I came up with this idea:
def find_modules(code):
modules = []
code = code.splitlines()
for item in code:
if item[:7] == "import " and ", " not in item:
if " as " in item:
modules.append(item[7:item.find(" as ")])
else:
modules.append(item[7:])
elif item[:5] == "from ":
modules.append(item[5:item.find(" import ")])
elif ", " in item:
item = item[7:].split(", ")
modules = modules+item
else:
print(item)
return modules
code = """
import foo
import bar
from baz import eggs
import mymodule as test
import hello, there, stack
"""
print(find_modules(code))
it does from, as, commas and normal import statements.
it requires no dependencies and works with other lines of code.
The above code prints:
['foo', 'bar', 'baz', 'mymodule', 'hello', 'there', 'stack']
Just put your code in the find_modules function.
I'm editing my original answer to say this. This is doable with a code snippet like the one below, but parsing the AST may be the best way to go.
def iter_imports(fd):
""" Yield only lines that appear to be imports from an iterable.

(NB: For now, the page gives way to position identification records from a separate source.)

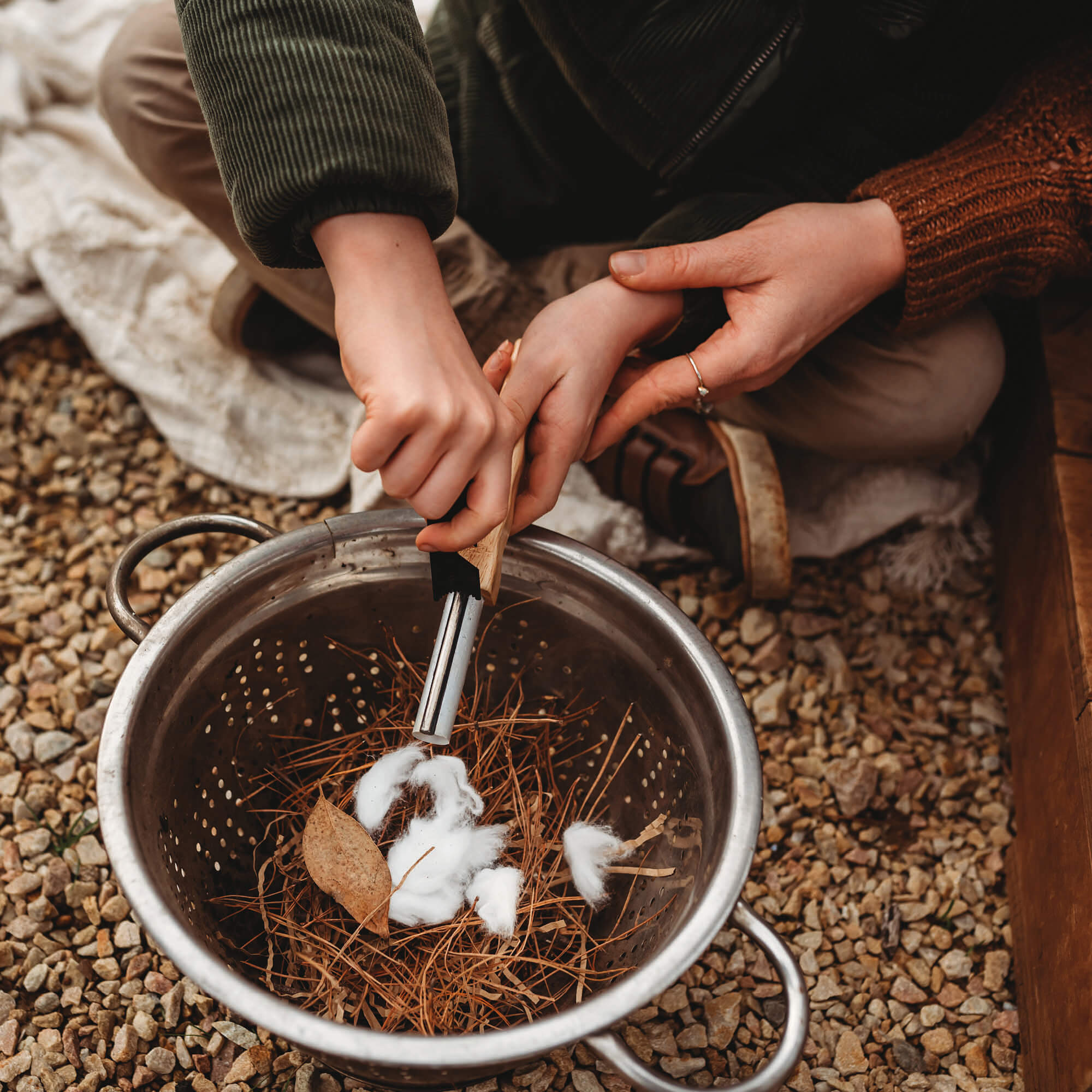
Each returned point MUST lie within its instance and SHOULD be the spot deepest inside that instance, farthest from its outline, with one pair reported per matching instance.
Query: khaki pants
(864, 395)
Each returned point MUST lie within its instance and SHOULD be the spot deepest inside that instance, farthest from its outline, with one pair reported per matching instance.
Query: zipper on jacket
(733, 96)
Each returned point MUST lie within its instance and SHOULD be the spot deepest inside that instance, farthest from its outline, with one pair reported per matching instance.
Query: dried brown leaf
(345, 861)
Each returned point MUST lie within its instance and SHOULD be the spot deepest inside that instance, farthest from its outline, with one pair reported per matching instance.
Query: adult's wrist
(650, 316)
(886, 246)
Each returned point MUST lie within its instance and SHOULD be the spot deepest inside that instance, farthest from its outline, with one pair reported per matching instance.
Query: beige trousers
(864, 395)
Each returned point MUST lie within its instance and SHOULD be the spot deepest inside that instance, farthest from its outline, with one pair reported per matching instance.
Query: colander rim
(494, 1050)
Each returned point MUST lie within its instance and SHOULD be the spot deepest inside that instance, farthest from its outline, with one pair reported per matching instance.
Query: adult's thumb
(664, 269)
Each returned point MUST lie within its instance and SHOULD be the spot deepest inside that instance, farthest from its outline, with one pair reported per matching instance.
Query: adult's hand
(790, 279)
(434, 420)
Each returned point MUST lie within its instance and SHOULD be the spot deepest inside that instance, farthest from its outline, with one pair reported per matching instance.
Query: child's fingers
(498, 366)
(486, 507)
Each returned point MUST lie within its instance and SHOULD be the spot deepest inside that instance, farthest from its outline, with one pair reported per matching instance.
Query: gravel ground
(887, 814)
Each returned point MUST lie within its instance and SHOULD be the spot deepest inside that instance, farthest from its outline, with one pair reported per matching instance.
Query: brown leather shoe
(706, 483)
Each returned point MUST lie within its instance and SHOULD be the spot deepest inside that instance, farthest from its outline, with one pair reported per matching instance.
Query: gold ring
(701, 405)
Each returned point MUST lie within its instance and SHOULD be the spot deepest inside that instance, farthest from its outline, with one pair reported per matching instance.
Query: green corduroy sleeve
(316, 109)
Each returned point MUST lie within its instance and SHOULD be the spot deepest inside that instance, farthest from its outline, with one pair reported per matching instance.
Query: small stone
(33, 842)
(722, 1019)
(770, 706)
(15, 1066)
(126, 1044)
(996, 970)
(756, 626)
(143, 1076)
(23, 885)
(957, 964)
(303, 1082)
(638, 1042)
(835, 662)
(105, 489)
(173, 1005)
(147, 1028)
(952, 996)
(976, 1060)
(257, 1060)
(236, 1034)
(35, 978)
(19, 737)
(9, 1038)
(939, 1041)
(106, 969)
(801, 1082)
(693, 1038)
(89, 722)
(662, 1040)
(908, 1058)
(849, 1055)
(854, 782)
(585, 1081)
(51, 745)
(932, 1015)
(679, 1067)
(674, 1000)
(771, 656)
(161, 1061)
(115, 909)
(90, 851)
(127, 935)
(11, 697)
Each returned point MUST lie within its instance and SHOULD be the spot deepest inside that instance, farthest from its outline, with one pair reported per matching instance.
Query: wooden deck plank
(1042, 507)
(1051, 882)
(1074, 484)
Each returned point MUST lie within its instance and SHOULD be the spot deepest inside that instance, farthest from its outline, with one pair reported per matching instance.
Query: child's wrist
(375, 251)
(642, 318)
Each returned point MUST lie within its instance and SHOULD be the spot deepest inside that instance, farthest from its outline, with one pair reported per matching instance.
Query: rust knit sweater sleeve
(1008, 206)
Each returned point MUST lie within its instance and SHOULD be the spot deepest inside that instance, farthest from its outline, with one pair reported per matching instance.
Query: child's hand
(568, 358)
(434, 422)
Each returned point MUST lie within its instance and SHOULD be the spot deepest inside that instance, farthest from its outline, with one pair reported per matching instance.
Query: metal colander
(194, 715)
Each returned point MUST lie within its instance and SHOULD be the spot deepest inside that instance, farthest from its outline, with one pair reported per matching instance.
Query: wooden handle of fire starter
(486, 555)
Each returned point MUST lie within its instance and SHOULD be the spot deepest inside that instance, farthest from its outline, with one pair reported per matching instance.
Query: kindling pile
(442, 894)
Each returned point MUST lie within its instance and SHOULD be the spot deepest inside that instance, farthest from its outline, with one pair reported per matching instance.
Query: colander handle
(117, 596)
(610, 1047)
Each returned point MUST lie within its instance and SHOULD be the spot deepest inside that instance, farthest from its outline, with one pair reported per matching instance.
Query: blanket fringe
(928, 555)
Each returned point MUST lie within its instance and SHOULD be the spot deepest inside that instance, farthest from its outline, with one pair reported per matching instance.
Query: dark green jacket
(319, 108)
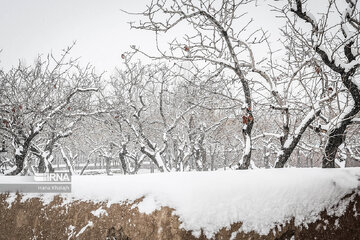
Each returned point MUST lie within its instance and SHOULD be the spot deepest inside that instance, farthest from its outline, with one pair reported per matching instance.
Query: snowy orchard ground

fd can be an open file, a list of lines, etc.
"""
for line in fd:
trimmed = line.strip()
if trimmed.startswith('import '):
yield trimmed
elif trimmed.startswith('from ') and ('import ' in trimmed):
yield trimmed
def main():
# File name to read.
filename = '/my/path/myfile.py'
# Safely open the file, exit on error
try:
with open(filename) as f:
# Iterate over the lines in this file, and generate a list of
# lines that appear to be imports.
import_lines = list(iter_imports(f))
except (IOError, OSError) as exIO:
print('Error opening file: {}\n{}'.format(filename, exIO))
return 1
else:
# From here, import_lines should be a list of lines like this:
# from module import thing
# import os, sys
# from module import *
# Do whatever you need to do with the import lines.
print('\n'.join(import_lines))
return 0
if __name__ == '__main__':
sys.exit(main())
Further string parsing will be needed to grab just the module names. This does not catch cases where multi-line strings or doc strings contain the words 'import ' or 'from X import '. This is why I suggested parsing the AST.